Tiptoe continues to improve. Drainage from around her lungs continues to be significant, but is decreasing. She is peeing more. She also seems more present; she was able to talk with us last night as we watched some movies with her. (‘Tangled’ and ‘Princess and the Frog.’ She liked ‘Tangled’ more– it’s all about the horse, man.)

The hurricane was more like a hurrican’t, at least for DC. It wasn’t a factor in anything, for which we’re grateful.

With the drainage slowing down, they said they were going to move her out of the ICU today. Of course, they said that yesterday, too.

The kids are coming up this afternoon after church; M and I are both looking forward to seeing them.

One Night in Bangkok

Originally posted at Thus Sayeth the Lord...

Okay, so it was DC, and not Bangkok. I’m running out of creative update titles.

Tiptoe did well last night, according to M. When I left yesterday evening they were concerned about the following things:

1) Urine output was not where it should be, which might have been an indication of kidney stress. After they removed the catheter, she didn’t go pee for hours and hours; they increased her volume (saline solution, potassium bicarbonate, albumin). I’m told that’s no longer a worry.

2) They were going to remove one of the lines connected to her heart. From what I understand, this would have required a visit from a surgeon, even though the procedure is just pulling a plastic tube out of the skin. It was decided that since they’re going to change her bandages today, they’d wait on pulling that out ’til then. I am encouraged that we’re working with such sensible human beings. :)

3) The big concern last night was drainage from the chest tubes. Apparently, there was a lot more than is normal. When she had her Norwood two years ago, she had a problem with chylothorax which kept her in the hospital for an extra two weeks while they tried to resolve it. It’s possible she’s experiencing that again.
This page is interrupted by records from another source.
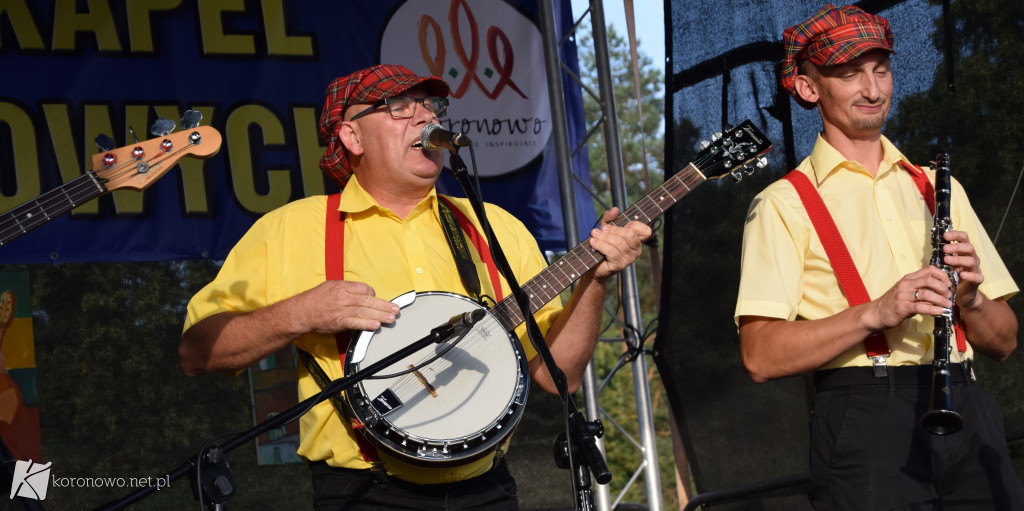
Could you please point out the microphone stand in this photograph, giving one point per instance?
(576, 449)
(217, 484)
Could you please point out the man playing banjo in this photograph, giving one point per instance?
(322, 267)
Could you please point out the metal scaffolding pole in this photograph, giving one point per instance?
(630, 298)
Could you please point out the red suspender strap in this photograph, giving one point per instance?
(335, 240)
(839, 254)
(481, 246)
(334, 259)
(921, 179)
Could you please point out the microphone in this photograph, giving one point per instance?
(458, 325)
(434, 136)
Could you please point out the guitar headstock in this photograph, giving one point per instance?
(138, 165)
(734, 153)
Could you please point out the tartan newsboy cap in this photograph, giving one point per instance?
(833, 36)
(364, 87)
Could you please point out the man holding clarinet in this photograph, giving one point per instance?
(837, 282)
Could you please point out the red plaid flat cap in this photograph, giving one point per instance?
(364, 87)
(833, 36)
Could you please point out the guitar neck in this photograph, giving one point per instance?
(555, 279)
(52, 204)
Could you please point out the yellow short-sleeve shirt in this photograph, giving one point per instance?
(284, 254)
(886, 226)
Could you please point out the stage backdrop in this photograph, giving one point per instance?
(257, 71)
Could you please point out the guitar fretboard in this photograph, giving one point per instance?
(48, 206)
(555, 279)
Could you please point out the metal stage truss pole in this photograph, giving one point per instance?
(630, 295)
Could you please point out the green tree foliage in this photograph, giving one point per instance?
(641, 140)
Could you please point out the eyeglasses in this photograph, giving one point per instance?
(404, 107)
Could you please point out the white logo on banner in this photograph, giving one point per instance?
(492, 56)
(31, 480)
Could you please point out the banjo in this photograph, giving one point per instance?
(456, 401)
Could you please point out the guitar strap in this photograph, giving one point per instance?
(849, 279)
(335, 265)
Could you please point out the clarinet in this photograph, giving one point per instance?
(941, 419)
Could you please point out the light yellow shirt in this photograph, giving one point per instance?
(887, 227)
(283, 255)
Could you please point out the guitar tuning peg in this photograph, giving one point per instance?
(162, 127)
(104, 142)
(190, 119)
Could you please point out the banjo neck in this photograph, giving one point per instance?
(739, 147)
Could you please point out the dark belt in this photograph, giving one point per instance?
(900, 376)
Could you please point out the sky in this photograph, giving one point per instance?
(649, 26)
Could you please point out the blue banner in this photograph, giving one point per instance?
(257, 71)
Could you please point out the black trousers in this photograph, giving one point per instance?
(868, 452)
(347, 490)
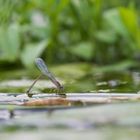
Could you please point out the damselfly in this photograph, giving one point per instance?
(44, 71)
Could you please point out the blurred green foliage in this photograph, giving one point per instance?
(98, 31)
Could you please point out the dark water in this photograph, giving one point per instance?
(14, 116)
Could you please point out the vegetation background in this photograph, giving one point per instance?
(102, 32)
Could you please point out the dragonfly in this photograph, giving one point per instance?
(45, 71)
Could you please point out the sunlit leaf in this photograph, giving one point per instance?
(9, 42)
(31, 51)
(113, 18)
(130, 20)
(83, 50)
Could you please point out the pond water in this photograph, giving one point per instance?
(89, 92)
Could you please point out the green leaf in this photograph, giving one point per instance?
(106, 36)
(114, 20)
(9, 42)
(130, 20)
(83, 50)
(31, 51)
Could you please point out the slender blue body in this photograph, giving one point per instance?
(44, 70)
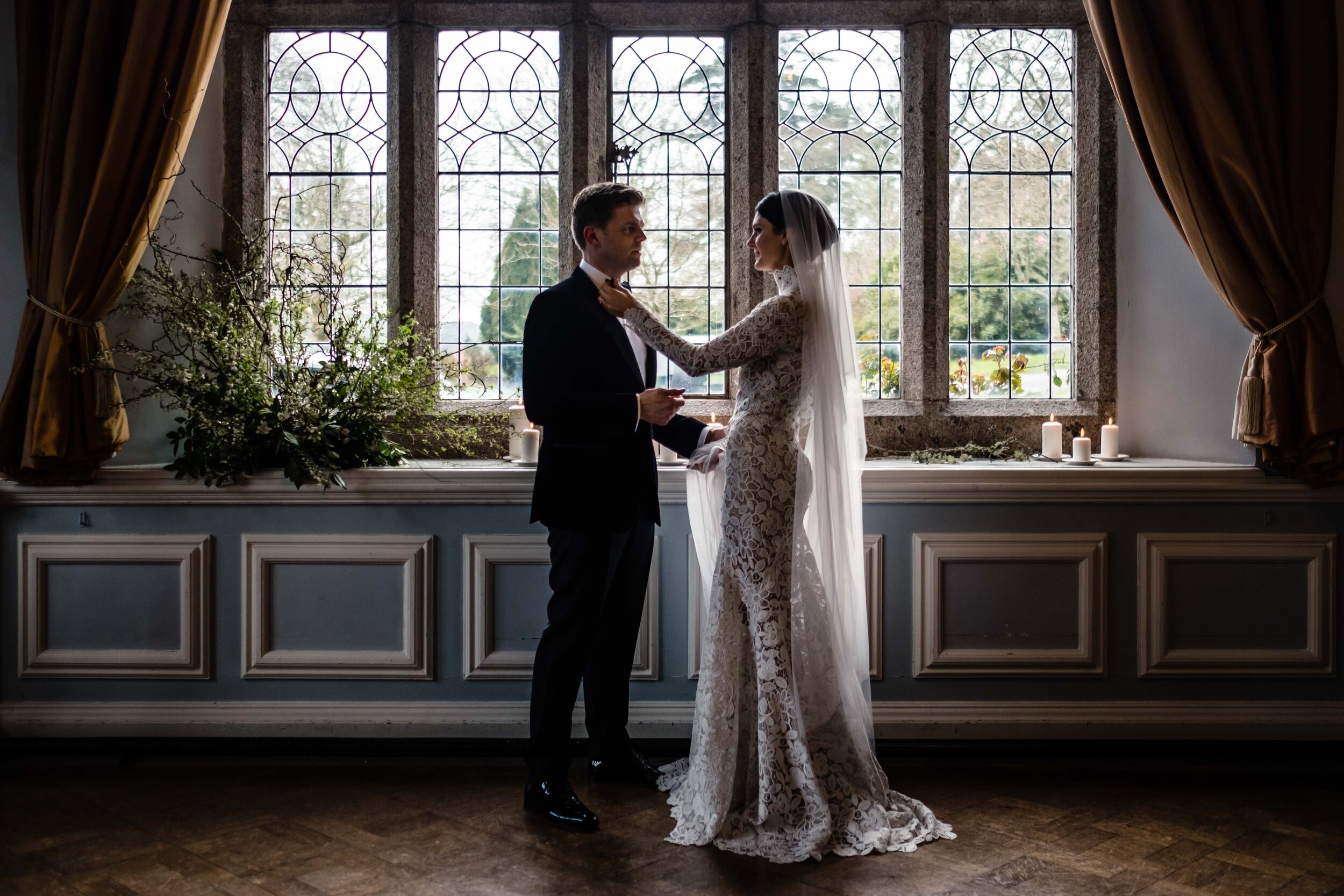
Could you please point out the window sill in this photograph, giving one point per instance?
(885, 481)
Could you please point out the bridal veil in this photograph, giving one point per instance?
(830, 628)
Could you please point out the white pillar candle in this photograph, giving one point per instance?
(1111, 439)
(531, 445)
(1053, 439)
(518, 422)
(1082, 447)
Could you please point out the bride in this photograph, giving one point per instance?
(781, 761)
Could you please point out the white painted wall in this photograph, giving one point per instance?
(1179, 348)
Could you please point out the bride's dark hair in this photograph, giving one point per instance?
(772, 209)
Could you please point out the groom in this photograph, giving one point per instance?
(589, 381)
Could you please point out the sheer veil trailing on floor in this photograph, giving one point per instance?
(827, 628)
(828, 518)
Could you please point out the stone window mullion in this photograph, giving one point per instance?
(245, 130)
(585, 121)
(924, 299)
(412, 280)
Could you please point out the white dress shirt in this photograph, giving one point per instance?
(636, 343)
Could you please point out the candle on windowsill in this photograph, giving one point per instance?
(1053, 439)
(531, 445)
(518, 422)
(1082, 447)
(1111, 439)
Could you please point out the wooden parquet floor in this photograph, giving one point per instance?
(456, 827)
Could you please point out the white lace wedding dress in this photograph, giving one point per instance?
(772, 773)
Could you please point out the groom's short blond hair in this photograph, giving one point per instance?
(596, 203)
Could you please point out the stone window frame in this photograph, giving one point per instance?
(924, 415)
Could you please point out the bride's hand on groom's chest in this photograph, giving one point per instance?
(614, 299)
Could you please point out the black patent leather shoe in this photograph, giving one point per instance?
(555, 801)
(633, 768)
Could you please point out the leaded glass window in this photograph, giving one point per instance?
(668, 108)
(498, 198)
(1011, 209)
(840, 140)
(327, 154)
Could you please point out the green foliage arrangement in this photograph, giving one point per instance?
(269, 370)
(1010, 449)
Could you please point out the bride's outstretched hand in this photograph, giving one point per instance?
(614, 299)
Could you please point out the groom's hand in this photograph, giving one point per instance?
(659, 406)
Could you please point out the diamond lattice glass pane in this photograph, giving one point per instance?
(840, 141)
(1011, 211)
(668, 108)
(499, 194)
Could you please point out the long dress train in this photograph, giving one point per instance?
(775, 768)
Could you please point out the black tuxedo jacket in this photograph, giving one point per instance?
(581, 382)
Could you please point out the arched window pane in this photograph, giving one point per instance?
(1011, 214)
(840, 140)
(327, 155)
(498, 199)
(668, 108)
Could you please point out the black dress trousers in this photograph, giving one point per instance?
(598, 580)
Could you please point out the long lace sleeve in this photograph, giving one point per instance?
(772, 326)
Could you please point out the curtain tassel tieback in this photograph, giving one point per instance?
(1250, 394)
(105, 385)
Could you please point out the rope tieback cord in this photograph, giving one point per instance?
(1250, 394)
(61, 315)
(105, 391)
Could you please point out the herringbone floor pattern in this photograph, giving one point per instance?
(449, 827)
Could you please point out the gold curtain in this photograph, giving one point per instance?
(108, 97)
(1233, 105)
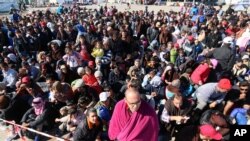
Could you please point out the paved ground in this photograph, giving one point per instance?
(121, 7)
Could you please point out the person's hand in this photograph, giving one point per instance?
(57, 120)
(213, 104)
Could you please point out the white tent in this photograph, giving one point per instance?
(7, 4)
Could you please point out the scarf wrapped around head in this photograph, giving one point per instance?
(38, 105)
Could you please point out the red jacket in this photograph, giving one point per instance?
(200, 73)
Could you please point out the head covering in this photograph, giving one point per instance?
(91, 64)
(2, 87)
(214, 62)
(12, 57)
(245, 57)
(38, 105)
(168, 68)
(103, 96)
(176, 83)
(176, 45)
(43, 24)
(78, 83)
(225, 84)
(4, 101)
(190, 38)
(228, 40)
(25, 79)
(80, 70)
(98, 74)
(25, 63)
(208, 130)
(158, 24)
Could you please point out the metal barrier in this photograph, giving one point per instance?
(34, 131)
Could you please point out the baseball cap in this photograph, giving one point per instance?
(209, 130)
(103, 96)
(228, 40)
(225, 84)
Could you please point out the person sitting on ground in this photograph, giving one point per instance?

Drainage slowed down overnight, though, so we’re hoping for the very best.

They told us that they’re hoping to move her out of the cardiac intensive care unit to the normal heart unit today or tomorrow. She’s no longer on any of the drugs (dopamine) that help her heart contract; she’s on oxygen still, but they’ve just put a mask near her face to waft oxygen at her. They also said that they want her to move around a bit today– I think that means *walking*. I’m am all kinds of excited to see my baby girl up and walking.

In other news: HURRICANE? Are you kidding me? The earthquake wasn’t enough? M and I are planning on spending the night in the hospital.